Per-quantity is required to avoid “per serving” warnings, which allow manufacturers to shrink serving sizes to evade warning thresholds. Per-100 g or -100 ml is more comparable on the shelf and the global FOPL norm. Finally, warnings should be tied to added sugars so that fruit-only products aren’t penalised, and to total sugar where reformulation is common. Products using non-nutritive sweeteners to reach sugar thresholds should still carry warnings to keep manufacturers from pivoting from sugar to sweeteners in children’s products.

Health and pricing policy

If India adopts a mandatory “high in” warnings system with robust thresholds, GST can also be differentially applied to compliant and noncompliant products. This way, labels can serve as an enforceable bridge between health policy and pricing policy. Products breaching any “high in” threshold — sugar, sodium or saturated fats — shouldn’t enjoy the 5% rate even if they are staples in marketing terms. This could avoid the current mismatch between penalising sugary beverages while discounting sugary foods.

Likewise, if beverages become more expensive but confectionery becomes cheaper, consumers, especially adolescents, may substitute one sugar source for another. A threshold-linked structure can close that gap.

Role of advertisements

Food advertising also plays an important role in connecting tax cuts with changing consumer behaviour. Since 2020, FSSAI regulations have banned ads or the sale of HFSS (high in fat, sugar, salt) foods within 50m of schools. The 2022 guidelines of the Central Consumer Protection Authority restrict misleading ads and impose due diligence on endorsers. The ASCI Code, which was updated in July, also applies content rules and disclosure norms across media platforms.

Yet India still lacks a comprehensive HFSS advertising regime with time-of-day and platform-wide restrictions and automatic linkages to FOPL. In Chile, for example, anything bearing a “high in” sign can’t be advertised to children on TV or online during specific hours. Evidence suggests that child-directed as well as time-based restrictions are more effective than narrow, programme-based limits. India should move in that direction and make ad restrictions across TV, print, and social media contingent on FOPL status.

GST 2.0 won’t improve Indians’ health by itself. Instead, the country needs mandatory FOPL warnings with category-specific, per-quantity thresholds aligned to the WHO-SEARO NPM and ICMR-NIN 2024 guidelines. Second, the GST treatment should be contingent on FOPL status: “high in” products should be taxed 18% or more while compliant products should be taxed 5% or less. Third, the rate cuts shouldn’t discount confectionery and desserts while also hiking drinks. Instead, all products crossing “high in” thresholds should face higher tax and ad limits.

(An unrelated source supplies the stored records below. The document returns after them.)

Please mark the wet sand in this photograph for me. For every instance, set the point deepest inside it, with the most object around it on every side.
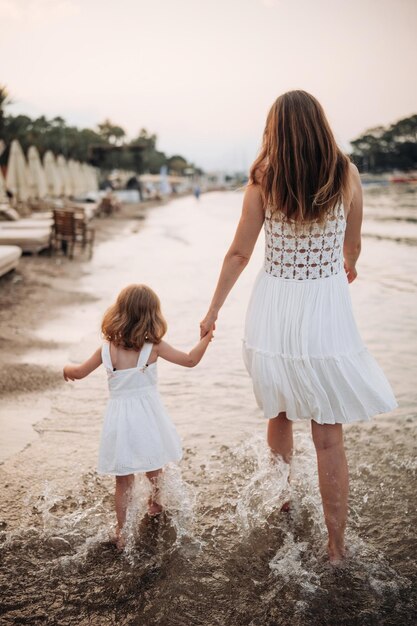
(223, 553)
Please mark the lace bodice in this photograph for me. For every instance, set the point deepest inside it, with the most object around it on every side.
(304, 252)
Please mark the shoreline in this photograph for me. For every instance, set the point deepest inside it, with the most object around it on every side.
(39, 290)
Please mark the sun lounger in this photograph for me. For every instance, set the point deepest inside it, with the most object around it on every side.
(30, 240)
(9, 258)
(27, 224)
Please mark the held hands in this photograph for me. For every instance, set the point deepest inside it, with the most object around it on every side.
(351, 272)
(69, 372)
(208, 325)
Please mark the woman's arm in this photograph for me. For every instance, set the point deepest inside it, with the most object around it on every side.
(75, 372)
(239, 253)
(352, 242)
(187, 359)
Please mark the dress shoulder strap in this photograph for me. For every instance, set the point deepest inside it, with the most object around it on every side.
(144, 354)
(105, 356)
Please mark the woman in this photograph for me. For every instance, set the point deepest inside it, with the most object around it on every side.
(301, 345)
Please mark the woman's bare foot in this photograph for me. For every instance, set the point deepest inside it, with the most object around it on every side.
(154, 508)
(336, 554)
(117, 539)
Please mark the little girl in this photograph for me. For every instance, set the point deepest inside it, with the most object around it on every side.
(137, 434)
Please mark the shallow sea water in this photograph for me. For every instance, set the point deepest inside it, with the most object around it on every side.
(223, 553)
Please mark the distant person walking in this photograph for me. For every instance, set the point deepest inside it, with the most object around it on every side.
(137, 435)
(301, 344)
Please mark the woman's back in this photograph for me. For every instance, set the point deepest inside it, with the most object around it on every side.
(304, 251)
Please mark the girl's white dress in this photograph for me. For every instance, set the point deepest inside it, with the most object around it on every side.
(138, 434)
(301, 344)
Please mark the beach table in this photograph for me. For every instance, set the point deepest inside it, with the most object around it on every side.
(9, 258)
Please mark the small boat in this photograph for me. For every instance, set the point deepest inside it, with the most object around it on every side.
(404, 179)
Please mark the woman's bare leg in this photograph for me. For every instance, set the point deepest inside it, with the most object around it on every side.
(122, 495)
(279, 436)
(280, 440)
(334, 483)
(154, 506)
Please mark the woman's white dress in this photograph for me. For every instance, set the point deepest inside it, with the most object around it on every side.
(301, 344)
(137, 434)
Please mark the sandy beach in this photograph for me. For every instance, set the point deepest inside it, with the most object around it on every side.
(222, 553)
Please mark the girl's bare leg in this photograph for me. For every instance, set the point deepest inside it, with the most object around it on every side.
(334, 484)
(154, 506)
(280, 440)
(122, 495)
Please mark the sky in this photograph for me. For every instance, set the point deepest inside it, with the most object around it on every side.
(202, 75)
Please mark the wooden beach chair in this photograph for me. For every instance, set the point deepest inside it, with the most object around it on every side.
(70, 228)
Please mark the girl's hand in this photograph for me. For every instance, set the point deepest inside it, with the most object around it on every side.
(208, 324)
(351, 272)
(69, 372)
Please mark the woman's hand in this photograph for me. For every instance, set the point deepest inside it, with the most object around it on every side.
(208, 324)
(351, 272)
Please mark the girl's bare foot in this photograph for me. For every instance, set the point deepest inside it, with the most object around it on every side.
(154, 508)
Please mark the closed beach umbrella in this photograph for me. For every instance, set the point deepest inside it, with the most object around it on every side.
(65, 176)
(77, 177)
(37, 174)
(53, 181)
(17, 176)
(92, 178)
(3, 194)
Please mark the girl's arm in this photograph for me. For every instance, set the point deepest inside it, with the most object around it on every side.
(238, 254)
(187, 359)
(352, 242)
(75, 372)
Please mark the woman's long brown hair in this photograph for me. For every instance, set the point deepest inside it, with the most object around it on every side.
(134, 318)
(301, 171)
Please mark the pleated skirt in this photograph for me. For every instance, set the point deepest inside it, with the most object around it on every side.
(305, 356)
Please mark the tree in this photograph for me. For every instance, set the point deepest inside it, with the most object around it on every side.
(383, 149)
(111, 132)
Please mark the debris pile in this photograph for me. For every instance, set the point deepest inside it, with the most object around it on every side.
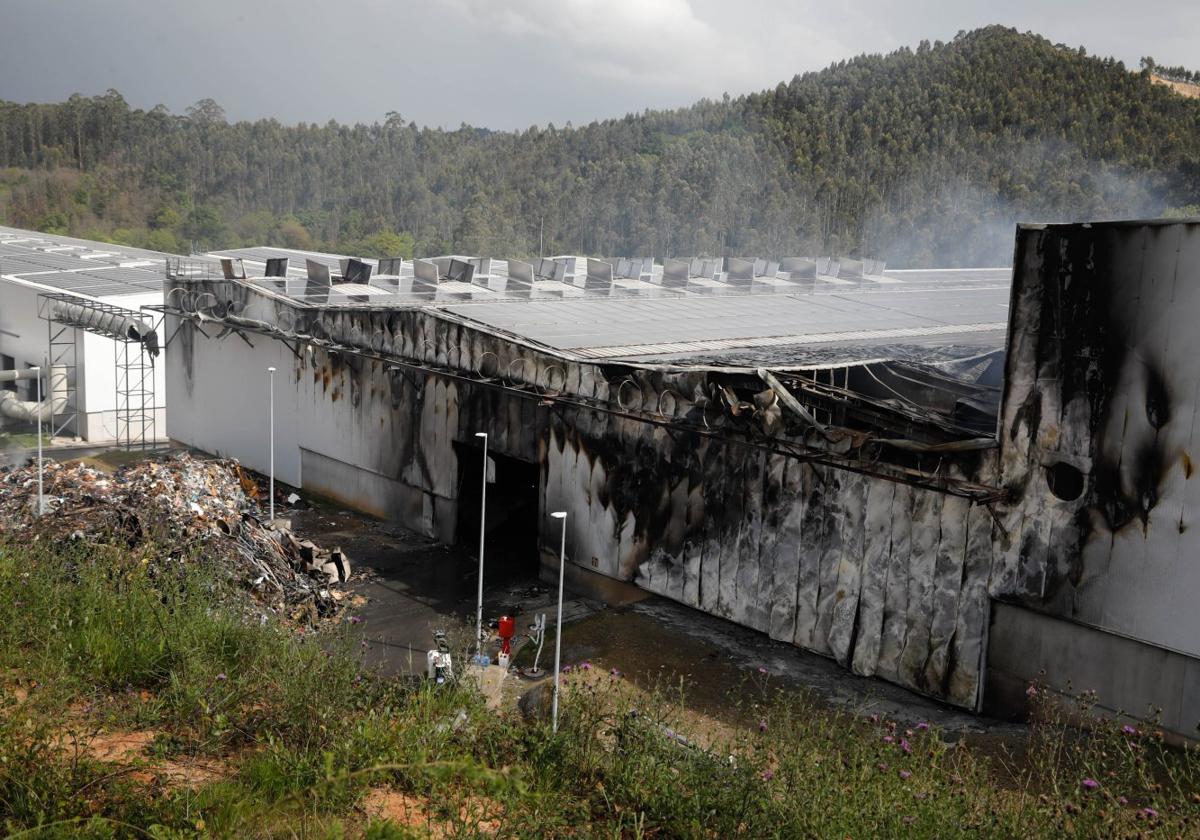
(191, 507)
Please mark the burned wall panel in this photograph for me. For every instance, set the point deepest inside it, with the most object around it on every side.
(1102, 382)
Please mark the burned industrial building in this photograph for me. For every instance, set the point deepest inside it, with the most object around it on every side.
(954, 480)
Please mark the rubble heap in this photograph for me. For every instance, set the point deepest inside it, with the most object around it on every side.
(208, 507)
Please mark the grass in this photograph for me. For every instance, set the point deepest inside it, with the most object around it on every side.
(97, 640)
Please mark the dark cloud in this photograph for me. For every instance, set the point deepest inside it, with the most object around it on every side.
(504, 65)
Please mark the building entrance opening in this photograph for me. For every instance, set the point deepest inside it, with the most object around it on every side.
(511, 535)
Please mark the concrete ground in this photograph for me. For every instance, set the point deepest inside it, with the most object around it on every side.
(411, 586)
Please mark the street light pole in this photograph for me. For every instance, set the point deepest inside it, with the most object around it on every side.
(483, 526)
(270, 371)
(558, 635)
(41, 486)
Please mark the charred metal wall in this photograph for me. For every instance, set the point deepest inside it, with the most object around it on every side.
(1098, 432)
(670, 481)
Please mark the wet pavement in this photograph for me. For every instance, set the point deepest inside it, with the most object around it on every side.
(407, 587)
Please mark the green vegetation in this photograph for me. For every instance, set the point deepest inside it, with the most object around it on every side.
(249, 730)
(921, 156)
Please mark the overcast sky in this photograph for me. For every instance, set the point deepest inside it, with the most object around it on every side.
(507, 64)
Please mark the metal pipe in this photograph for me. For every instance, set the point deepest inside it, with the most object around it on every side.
(40, 409)
(87, 317)
(18, 376)
(483, 531)
(271, 491)
(558, 635)
(41, 487)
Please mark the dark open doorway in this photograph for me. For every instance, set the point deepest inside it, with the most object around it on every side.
(511, 540)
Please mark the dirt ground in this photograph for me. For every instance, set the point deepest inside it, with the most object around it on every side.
(411, 586)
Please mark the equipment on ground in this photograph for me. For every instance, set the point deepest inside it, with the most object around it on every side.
(439, 666)
(538, 636)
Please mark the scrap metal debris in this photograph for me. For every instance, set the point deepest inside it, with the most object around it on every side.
(193, 507)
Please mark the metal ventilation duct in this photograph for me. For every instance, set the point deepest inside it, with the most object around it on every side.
(115, 324)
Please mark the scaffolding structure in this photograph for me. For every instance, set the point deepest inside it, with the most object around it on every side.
(66, 316)
(64, 363)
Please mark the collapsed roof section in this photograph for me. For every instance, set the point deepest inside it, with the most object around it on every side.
(911, 370)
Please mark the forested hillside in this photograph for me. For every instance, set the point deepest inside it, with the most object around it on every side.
(923, 157)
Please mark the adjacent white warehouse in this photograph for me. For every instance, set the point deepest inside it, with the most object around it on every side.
(60, 301)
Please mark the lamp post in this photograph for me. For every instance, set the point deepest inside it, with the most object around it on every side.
(41, 487)
(558, 635)
(270, 372)
(483, 526)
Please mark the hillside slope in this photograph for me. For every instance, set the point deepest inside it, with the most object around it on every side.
(922, 156)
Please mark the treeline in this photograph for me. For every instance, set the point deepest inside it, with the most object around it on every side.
(1177, 73)
(923, 157)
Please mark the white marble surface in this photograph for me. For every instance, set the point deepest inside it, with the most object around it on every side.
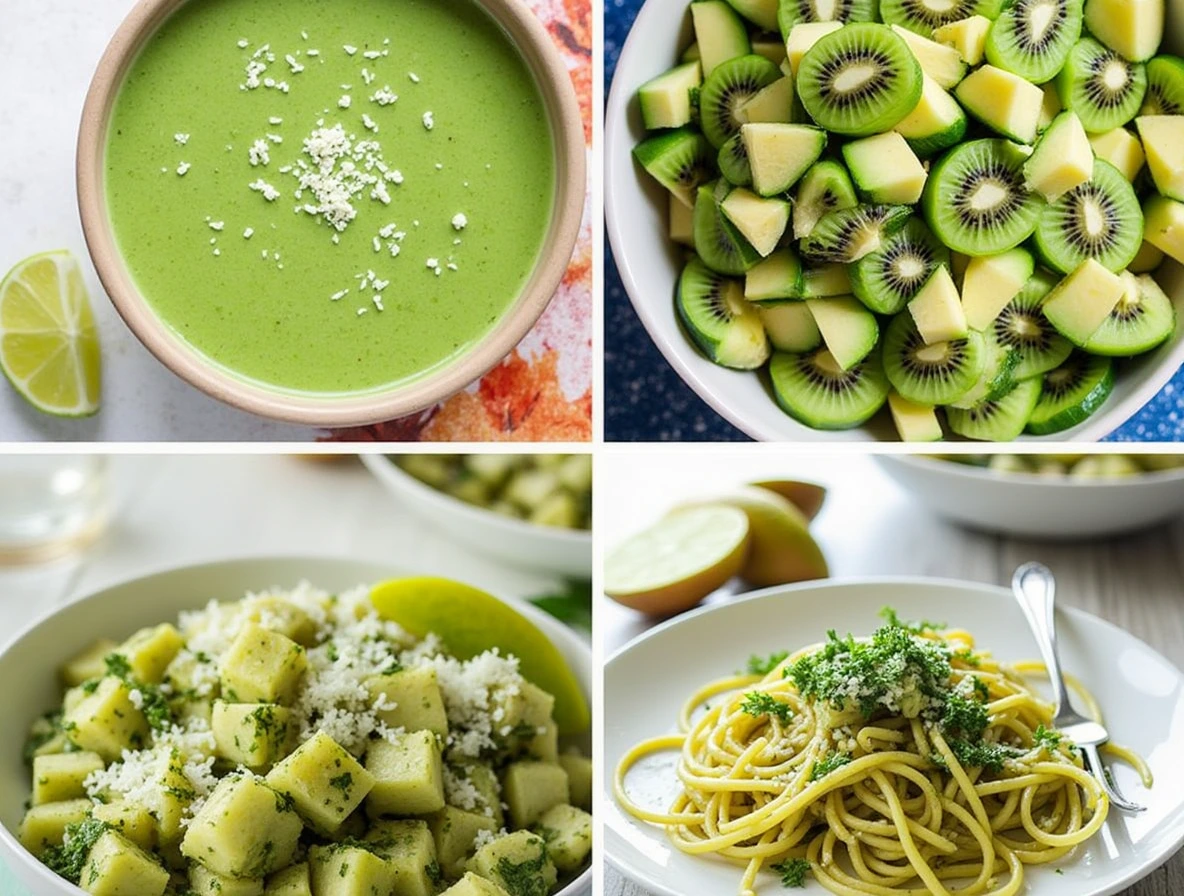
(190, 509)
(47, 52)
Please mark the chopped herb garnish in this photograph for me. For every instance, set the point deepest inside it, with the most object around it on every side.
(758, 703)
(792, 871)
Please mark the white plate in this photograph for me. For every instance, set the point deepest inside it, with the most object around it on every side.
(33, 657)
(1040, 507)
(1140, 693)
(565, 552)
(649, 263)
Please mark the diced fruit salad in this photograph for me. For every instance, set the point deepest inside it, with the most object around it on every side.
(953, 207)
(296, 742)
(541, 489)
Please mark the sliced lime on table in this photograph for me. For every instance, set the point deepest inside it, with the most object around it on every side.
(471, 621)
(49, 346)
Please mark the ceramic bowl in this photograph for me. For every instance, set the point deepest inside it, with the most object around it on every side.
(564, 552)
(1038, 507)
(649, 263)
(34, 656)
(535, 46)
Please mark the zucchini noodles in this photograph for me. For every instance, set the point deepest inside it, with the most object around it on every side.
(883, 766)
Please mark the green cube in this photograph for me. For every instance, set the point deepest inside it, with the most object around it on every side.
(116, 867)
(262, 666)
(340, 870)
(45, 825)
(568, 835)
(529, 788)
(409, 778)
(325, 781)
(454, 831)
(105, 721)
(416, 698)
(521, 856)
(244, 830)
(59, 777)
(252, 734)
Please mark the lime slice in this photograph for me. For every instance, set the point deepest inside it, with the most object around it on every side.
(677, 561)
(49, 346)
(471, 621)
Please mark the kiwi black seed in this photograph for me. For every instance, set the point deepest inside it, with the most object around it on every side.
(1102, 88)
(1099, 219)
(1033, 38)
(861, 79)
(728, 86)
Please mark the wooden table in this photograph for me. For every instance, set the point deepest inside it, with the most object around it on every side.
(870, 527)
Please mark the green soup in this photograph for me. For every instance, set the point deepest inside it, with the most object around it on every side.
(329, 197)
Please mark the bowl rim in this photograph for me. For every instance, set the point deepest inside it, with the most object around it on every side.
(385, 470)
(536, 49)
(552, 627)
(616, 121)
(928, 464)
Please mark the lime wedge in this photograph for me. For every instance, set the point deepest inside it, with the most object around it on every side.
(679, 561)
(471, 621)
(49, 346)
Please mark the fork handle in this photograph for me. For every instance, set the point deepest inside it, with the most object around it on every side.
(1035, 590)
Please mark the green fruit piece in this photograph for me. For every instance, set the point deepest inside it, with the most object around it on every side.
(1070, 393)
(719, 320)
(861, 79)
(471, 621)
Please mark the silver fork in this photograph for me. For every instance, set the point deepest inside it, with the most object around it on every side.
(1035, 590)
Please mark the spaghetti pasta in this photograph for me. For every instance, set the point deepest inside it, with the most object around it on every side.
(888, 766)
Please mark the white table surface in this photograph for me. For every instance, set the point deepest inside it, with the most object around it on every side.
(179, 510)
(870, 527)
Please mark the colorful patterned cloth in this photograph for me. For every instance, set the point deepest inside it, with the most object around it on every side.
(542, 392)
(645, 400)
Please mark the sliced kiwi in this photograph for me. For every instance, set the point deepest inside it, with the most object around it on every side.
(931, 374)
(811, 387)
(1102, 88)
(924, 15)
(1002, 419)
(728, 86)
(726, 327)
(825, 187)
(680, 160)
(1023, 327)
(718, 242)
(791, 12)
(1143, 318)
(1099, 219)
(1072, 392)
(1033, 38)
(886, 279)
(860, 81)
(848, 234)
(976, 200)
(1165, 86)
(733, 161)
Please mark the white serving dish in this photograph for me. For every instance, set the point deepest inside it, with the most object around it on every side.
(29, 666)
(565, 552)
(647, 682)
(649, 263)
(1040, 507)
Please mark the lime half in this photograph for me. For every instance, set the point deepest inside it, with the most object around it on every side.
(49, 346)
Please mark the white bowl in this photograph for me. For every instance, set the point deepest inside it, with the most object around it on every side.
(30, 663)
(1038, 507)
(565, 552)
(649, 263)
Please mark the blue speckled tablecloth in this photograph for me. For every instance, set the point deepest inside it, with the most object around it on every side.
(645, 400)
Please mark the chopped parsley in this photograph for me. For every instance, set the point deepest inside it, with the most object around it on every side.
(792, 871)
(764, 665)
(758, 703)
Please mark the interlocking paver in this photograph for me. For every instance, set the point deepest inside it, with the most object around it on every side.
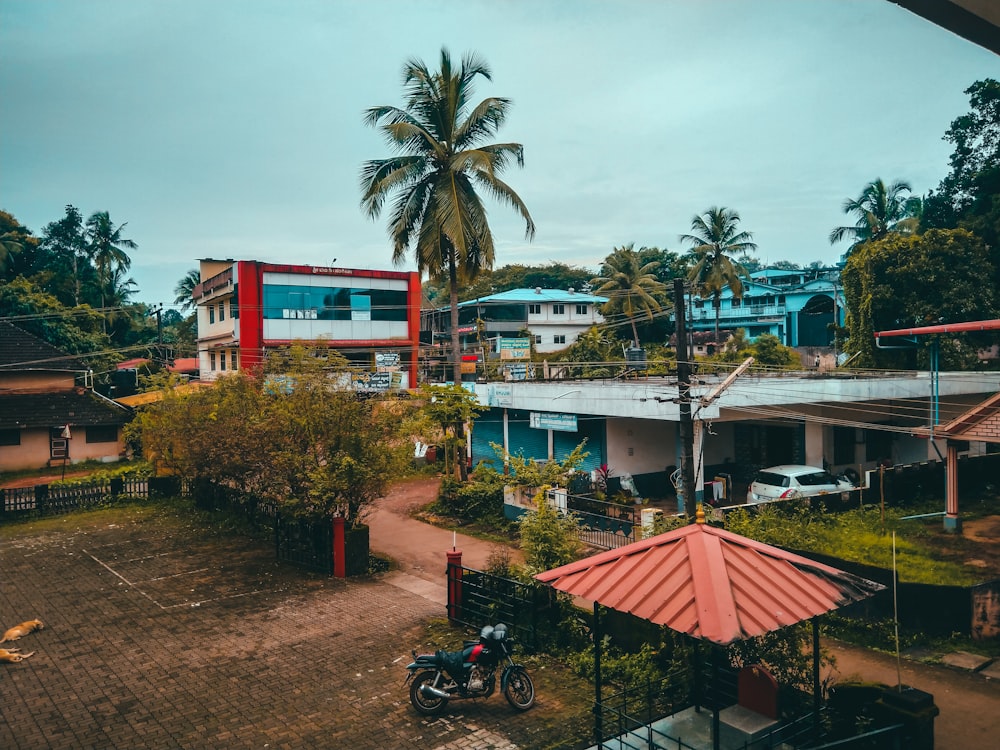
(242, 653)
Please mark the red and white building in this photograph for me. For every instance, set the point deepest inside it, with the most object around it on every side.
(246, 308)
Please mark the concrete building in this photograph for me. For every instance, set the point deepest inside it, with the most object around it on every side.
(554, 317)
(246, 308)
(796, 306)
(839, 420)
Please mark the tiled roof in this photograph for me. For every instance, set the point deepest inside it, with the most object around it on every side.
(539, 295)
(19, 350)
(73, 407)
(710, 583)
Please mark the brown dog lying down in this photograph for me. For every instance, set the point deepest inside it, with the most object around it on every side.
(11, 655)
(19, 631)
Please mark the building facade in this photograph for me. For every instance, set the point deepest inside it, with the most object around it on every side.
(246, 308)
(554, 318)
(797, 306)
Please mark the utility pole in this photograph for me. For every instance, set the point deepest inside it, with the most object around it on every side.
(684, 402)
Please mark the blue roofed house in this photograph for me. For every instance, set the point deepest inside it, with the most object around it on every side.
(797, 306)
(554, 318)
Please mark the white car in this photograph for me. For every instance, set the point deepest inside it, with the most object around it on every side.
(791, 481)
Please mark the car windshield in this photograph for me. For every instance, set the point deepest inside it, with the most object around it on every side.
(769, 477)
(816, 478)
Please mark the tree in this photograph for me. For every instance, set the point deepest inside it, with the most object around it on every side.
(902, 282)
(106, 246)
(66, 256)
(717, 240)
(442, 157)
(184, 290)
(630, 286)
(879, 211)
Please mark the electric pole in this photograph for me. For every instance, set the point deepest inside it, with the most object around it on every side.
(684, 402)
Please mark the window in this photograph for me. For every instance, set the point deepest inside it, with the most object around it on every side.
(102, 434)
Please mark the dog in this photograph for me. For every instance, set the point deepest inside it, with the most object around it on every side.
(19, 631)
(12, 655)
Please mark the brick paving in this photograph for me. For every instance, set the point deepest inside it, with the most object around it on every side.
(157, 640)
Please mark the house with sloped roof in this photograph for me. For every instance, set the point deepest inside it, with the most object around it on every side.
(49, 416)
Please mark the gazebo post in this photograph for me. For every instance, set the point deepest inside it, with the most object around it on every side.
(598, 717)
(715, 698)
(816, 696)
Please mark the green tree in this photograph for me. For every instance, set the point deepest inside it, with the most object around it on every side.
(443, 155)
(880, 210)
(716, 240)
(631, 288)
(184, 291)
(107, 248)
(900, 282)
(548, 538)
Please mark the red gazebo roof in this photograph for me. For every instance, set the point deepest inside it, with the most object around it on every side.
(710, 583)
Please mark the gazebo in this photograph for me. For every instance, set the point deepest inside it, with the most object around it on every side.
(709, 584)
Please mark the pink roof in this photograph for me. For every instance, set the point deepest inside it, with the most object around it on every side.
(710, 583)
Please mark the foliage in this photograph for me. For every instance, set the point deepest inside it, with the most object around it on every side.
(716, 240)
(631, 288)
(450, 407)
(295, 434)
(548, 538)
(442, 156)
(857, 535)
(899, 282)
(879, 211)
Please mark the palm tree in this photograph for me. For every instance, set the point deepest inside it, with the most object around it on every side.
(629, 286)
(107, 248)
(185, 289)
(879, 210)
(441, 159)
(717, 240)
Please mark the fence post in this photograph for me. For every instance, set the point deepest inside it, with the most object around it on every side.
(454, 584)
(339, 548)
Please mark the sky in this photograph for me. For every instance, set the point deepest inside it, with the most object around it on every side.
(234, 128)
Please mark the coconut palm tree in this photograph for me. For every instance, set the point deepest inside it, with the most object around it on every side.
(717, 240)
(442, 156)
(629, 285)
(106, 247)
(185, 289)
(879, 210)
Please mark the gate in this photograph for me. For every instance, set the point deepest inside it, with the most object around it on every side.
(305, 543)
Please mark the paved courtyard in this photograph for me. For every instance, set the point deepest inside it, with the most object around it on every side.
(157, 640)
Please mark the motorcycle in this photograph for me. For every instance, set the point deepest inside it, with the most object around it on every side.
(469, 673)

Fourth, the advertising rules should go beyond school-based thinking. If a product carries any “high in” warning, it can’t be advertised to children, can’t be advertised during peak child-viewing hours, and should have restricted placement options on media platforms. Finally, the government should redirect sin-tax revenues to NCD prevention, labelling enforcement, and monitoring reformulation practices.

Robust warning labels and GST rates rationalised along public health lines will help consumers make better dietary choices at a time when the government is expanding access to many foods. Otherwise, GST 2.0 may end up adding to India’s burgeoning NCD burden.